Memelihara kelima hal tersebut termasuk kedalam tingkatan dharuriyat. Ia merupakan tingkatan maslahat yang paling kuat. Diantara contoh-contoh nya, syara’ menetapkan hukuman mati atas orang kafir yang berbuat menyesatkan orang lain dan menghukum penganut bid’ah yang mengajak orang lain kepada bid’ahnya, karena hal demikian mengganggu kehidupan masyarakat dalam mengikuti kebenaran agamanya; memasyarakatkan hukuman qishas,. karena dengan adanya ancaman hukuman ini dapat terpelihara jiwa manusia; mewajibkan hukuman had atas peminum khamar, karena dengan demikian dapat memelihara akal yang menjadi sendi taklif; mewajibkan had zina, karena dengan hal itu dapat memelihara nasab (keturunan); mewajibkan mendera pembongkar kuburan dan pencuri, karena dengan demikian dapat memelihara harta yang menjadi sumber kehidupan dimana mereka sangat memerlukannya.” [9]
Secara umum, menghindari setiap perbuatan yang menggakibatkan tidak terpeliharanya salah satu dari kelima hal pokok (maslahat) tersebut, tergolong dharury (prinsip). Syariat Islam sangat menekankan pemeliharaan hal tersebut, sehingga demi mempertahankan nyawa (kehidupan) dibolehkan makan barang terlarang (haram), bahkan diwajibkan sepanjang tidak merugikan orang lain. Karena itu bagi orang dalam keadaan darurat yang khawatir akan mati kelaparan, diwajibkan memakan bangkai, daging babi dan minum arak.
3)      Kebutuhan hajjiyat (Sekunder)
Ialah segala sesuatu yang oleh hukum syara’ tidak dimaksudkan untuk memelihara lima hal pokok tadi, akan tetapi dimaksudkan untuk menghilangkan kesulitan, kesusahan, kesempitan dan ihtiyath (berhati-hati) terhadap lima hal pokok tersebut.
Dalam lapangan ibadah Islam, mensyariatkan beberapa hukum rukhshah (keringganan) bilamana kenyataan mendapatkan kesulitan dalam menjalankan perintah-perintah taklif. Misalnya, Islam memperbolehkan tidak berpuasa dalam perjalankan dalam jarak tertentu dengan syarat diganti pada hari lain begitu pula untuk orang yang sedang sakit.
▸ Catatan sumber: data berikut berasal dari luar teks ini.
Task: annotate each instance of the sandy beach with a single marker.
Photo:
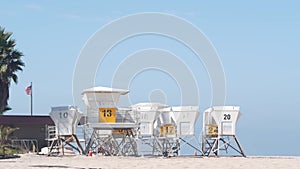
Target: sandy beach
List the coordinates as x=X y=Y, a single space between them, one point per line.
x=104 y=162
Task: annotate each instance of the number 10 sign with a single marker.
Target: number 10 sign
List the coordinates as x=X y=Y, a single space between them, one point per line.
x=107 y=115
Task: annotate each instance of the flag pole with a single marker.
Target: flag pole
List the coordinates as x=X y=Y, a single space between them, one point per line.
x=31 y=99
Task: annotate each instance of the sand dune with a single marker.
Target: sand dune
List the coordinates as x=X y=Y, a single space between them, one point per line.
x=104 y=162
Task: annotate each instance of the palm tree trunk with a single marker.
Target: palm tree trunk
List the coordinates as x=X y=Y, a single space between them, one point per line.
x=4 y=95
Kebolehan meng-qasar shalat adalah juga dalam rangka memenuhi kebutuhan hajiyat ini.
Didalam lapangan muamalat, ialah diperbolehkannya banyak bentuk transaksi yang dibutuhkan manusia, seperti akad muzara’ah, salam, murabahab, dan mudharabah.
Dilapangan ’uqubah (sanksi hukum), islam mensyariatkan hukuman diyat (denda) bagi pembunuhan tidak disengaja.
Perlu ditegaskan bahwa termasuk dalam katagori hajjiyat adalah memelihara kebebasan individu dan kebebasan beragama. sebab manusia membutuhkan kedua kebebasan ini. Akan tetapi terkadang manusia menghadapi kesulitan. Termasuk hajjiyah dalam keturunan, ialah diharamkan berpelukan. Sedang hajjiyat dalam hal harta, seperti diharamkan ghasab dan merampas, keduanya tidak menyebabkan lenyapnya harta, karena masih mungkin untuk diambil kembali, sebab keduanya dilakukan secara terang-terangan. Sedangkan hajjiyat yang berkaitan dengan akal seperti diharamkannya meminum khamar walau hanya sedikit.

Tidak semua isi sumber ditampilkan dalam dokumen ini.